De l’autre, les Antilles ont été relativement épargnées par les trois premières vagues du Covid mais ont tout de même dû respecter le strict confinement de mars 2020. À cette époque, des milliers de métropolitains sont arrivés sur les îles pour se reposer. C’est avec ce va-et-vient dans les aéroports que les taux d’incidence ont augmenté peu à peu.

Aujourd’hui, les voyageurs disposant d’un schéma vaccinal complet doivent présenter un test PCR de 72h avant de pouvoir rejoindre les îles. Pour ceux non-vaccinés, un motif impérieux est demandé.

Méfiance envers les médias, mauvaise communication du gouvernement

Les grands médias sont très peu suivis par les iliens, plus intéressés par l’actualité locale. Là, où les agences régionales ont toujours un train de retard.

Le 2 août, le porte-parole du collectif syndical LKP (Liyannaj Kont Pwofitasyon) Elie Domota adresse une lettre ouverte à Emmanuel Macron et enfonce le clou. Il y dénonce le discours "méprisant" de ceux qui pensent que les "pseudos-croyances" coupent les Antilles de la réalité moderne. En tête, la médecine traditionnelle, le vaudou…

"Nous serons totalement rassurés quand la République aura assuré aux peuples "d’outre-mer" la meilleure protection de sa santé", cingle-t-il.

Le coup de grâce avec la mort de Jacob Desvarieux

Pourtant triplement vacciné, le guitariste fondateur de Kassav Jacob Desvarieux est mort du Covid-19, le 5 août dernier. Pour les antivax, son décès est la preuve que les vaccins ne fonctionnent pas. Mais c’est oublier que le guitariste souffrait d’immunodépression et était doublement vulnérable au virus.

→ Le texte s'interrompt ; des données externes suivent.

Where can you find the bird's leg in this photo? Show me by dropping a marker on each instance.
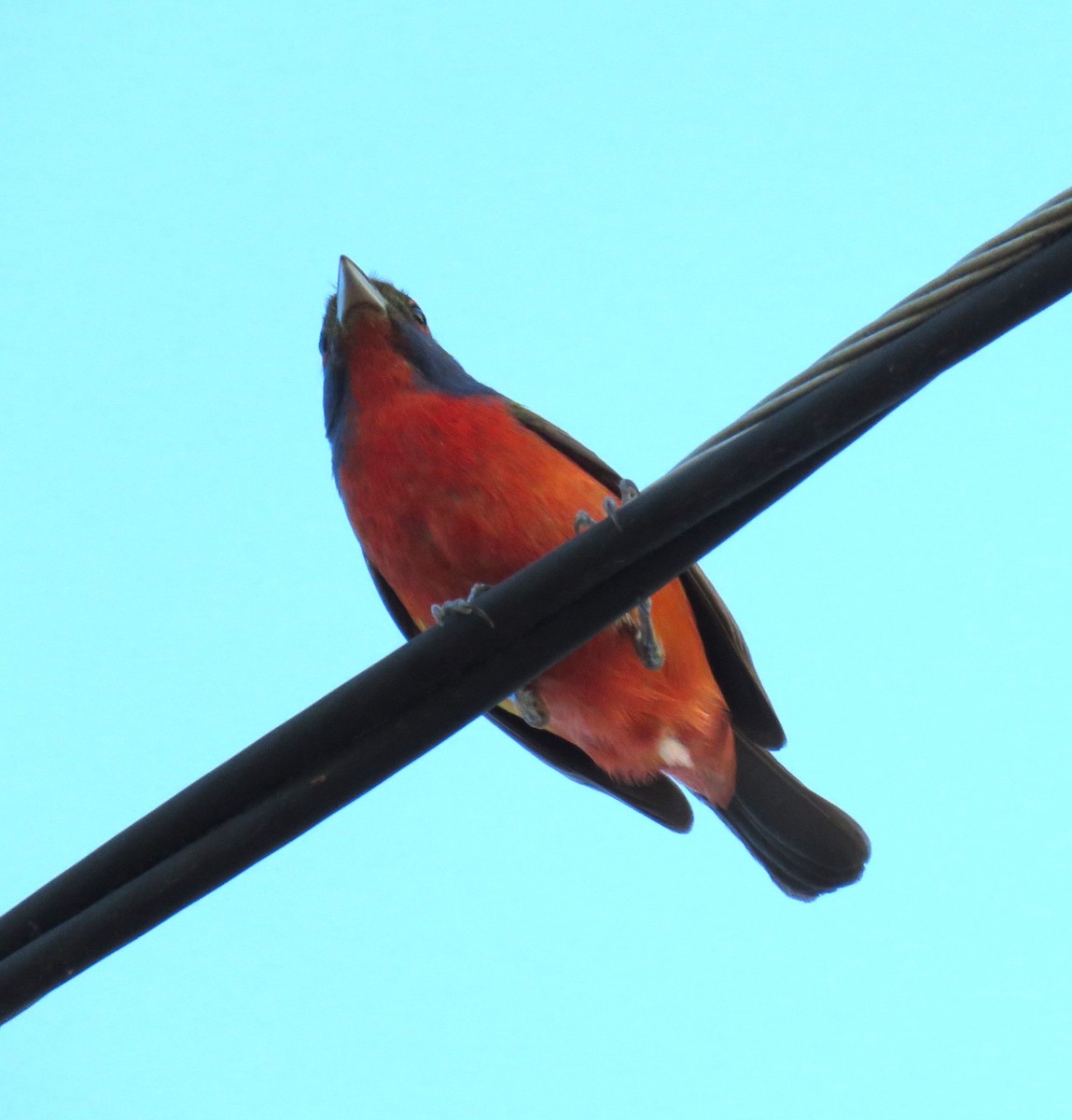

Méfiance, incompréhension, confiance rompue… Autant de facteurs qui expliquent la lente progression de la vaccination aux Antilles. Mais progression tout de même.

En Martinique, les réfractaires "sont en train de changer d’avis", annonce le professeur André Cabié, infectiologue au CHU de Fort-de-France.

"Malheureusement, en raison de ce drame immunitaire qu’on est en train de vivre, on a doublé notre fréquentation ces deux-trois derniers jours."